The implementation of the Digital Personal Data Protection (DPDP) rules is expected to drive a sharp rise in technology and compliance spending across enterprises, with industry estimates indicating a 10–30% increase in IT and tech budgets, depending on organisational scale and data maturity.

Following the government’s notification of the rules, companies have a transition window of about 12–18 months to rework their systems to meet new requirements. This includes redesigning consent and notice mechanisms, updating data-retention procedures, preparing for mandatory breach reporting and enabling user-rights features. The overhaul is expected to influence legal, operational and technology functions simultaneously, leading to a broad-based rise in compliance costs.

“Enterprises now have a clear direction on how personal data must be collected, processed and governed. The phased rollout gives organisations time to build privacy into operations, but obligations are fixed and will increase compliance-related costs, not just on technology, but also on legal and operational fronts,” Murali Rao, partner and leader, cybersecurity consulting, EY India, told FE.

Redesigning systems for compliance

Technology upgrades represent the most significant component of the shift. Companies are now assessing requirements spanning data consolidation, consent-management tooling, tightened security frameworks and changes to back-end architecture. These interventions may trigger overhauls in IT systems, particularly for firms with fragmented data environments.

Why SMEs face a 30% budget hike

“For small and medium enterprises, tech spending could rise by nearly 25-30%, or even more if their architecture needs rebuilding. Larger organisations may already have mature systems, but even they are likely to incur a 10-15% increase,” Chetan Jain, founder and managing director, Inspira Enterprises, said. A substantial portion of this spending will be directed towards external cyber and data-security service providers, he added, especially for businesses lacking dedicated internal teams.

Mapping data across in-house systems, vendor partners and third-party associates is one of the first and most resource-intensive tasks, he explained.

Data audits, a practice largely absent in India until now, are emerging as another line item. “With the DPDP rules, structured data audits become a recurring requirement and add to the overall cost of compliance. Smaller firms could see tech budgets rise by over 30% as many will be building systems from scratch,” Faisal Kawoosa, founder and chief analyst, Techarc, said.

Legal and regulatory spending is also expected to climb. For startups, compliance preparedness is increasingly linked to investor interest and enterprise contract wins. “Early-stage startups are now allocating 15–20% of their legal budgets to DPDP readiness, mainly for privacy-policy design, consent frameworks and data-processing agreements.
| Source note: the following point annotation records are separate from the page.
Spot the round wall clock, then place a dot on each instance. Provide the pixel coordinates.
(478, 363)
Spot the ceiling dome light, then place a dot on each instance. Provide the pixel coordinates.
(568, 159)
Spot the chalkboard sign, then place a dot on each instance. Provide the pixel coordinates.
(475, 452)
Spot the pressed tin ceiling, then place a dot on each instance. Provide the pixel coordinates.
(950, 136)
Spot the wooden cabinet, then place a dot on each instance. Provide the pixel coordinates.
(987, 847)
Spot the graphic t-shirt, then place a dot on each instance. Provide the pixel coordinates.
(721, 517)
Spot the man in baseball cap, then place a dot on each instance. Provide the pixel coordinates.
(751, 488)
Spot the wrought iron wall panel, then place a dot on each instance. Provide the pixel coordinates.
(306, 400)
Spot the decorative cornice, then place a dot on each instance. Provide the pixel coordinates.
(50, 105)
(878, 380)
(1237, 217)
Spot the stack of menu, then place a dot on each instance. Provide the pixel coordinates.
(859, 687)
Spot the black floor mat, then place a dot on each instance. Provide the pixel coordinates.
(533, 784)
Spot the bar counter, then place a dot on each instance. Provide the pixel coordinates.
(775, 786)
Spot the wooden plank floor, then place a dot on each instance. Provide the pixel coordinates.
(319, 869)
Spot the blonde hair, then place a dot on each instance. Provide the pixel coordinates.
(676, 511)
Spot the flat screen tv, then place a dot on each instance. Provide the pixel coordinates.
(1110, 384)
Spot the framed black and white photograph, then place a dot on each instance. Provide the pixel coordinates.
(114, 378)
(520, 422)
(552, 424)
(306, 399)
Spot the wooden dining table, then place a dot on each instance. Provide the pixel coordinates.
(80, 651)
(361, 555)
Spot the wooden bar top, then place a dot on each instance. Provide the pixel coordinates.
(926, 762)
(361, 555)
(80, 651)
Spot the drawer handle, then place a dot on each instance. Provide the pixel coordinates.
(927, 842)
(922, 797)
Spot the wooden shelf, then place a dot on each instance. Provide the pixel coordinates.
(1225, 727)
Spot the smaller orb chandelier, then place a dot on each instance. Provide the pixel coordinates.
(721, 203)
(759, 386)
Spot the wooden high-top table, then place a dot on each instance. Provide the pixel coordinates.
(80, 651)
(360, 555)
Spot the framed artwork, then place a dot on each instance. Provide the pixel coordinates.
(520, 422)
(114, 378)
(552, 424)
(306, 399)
For growth-stage startups selling to large enterprises, that share rises to 25–30% because compliance is becoming a deal-breaker in sales cycles,” said Prachi Shrivastava, founder, Lawfinity Solutions and Vakil Vetted.

While companies anticipate substantial transition expenses in the short term, according to consultants the shift could eventually reduce the risk of disputes and data breaches by streamlining privacy practices.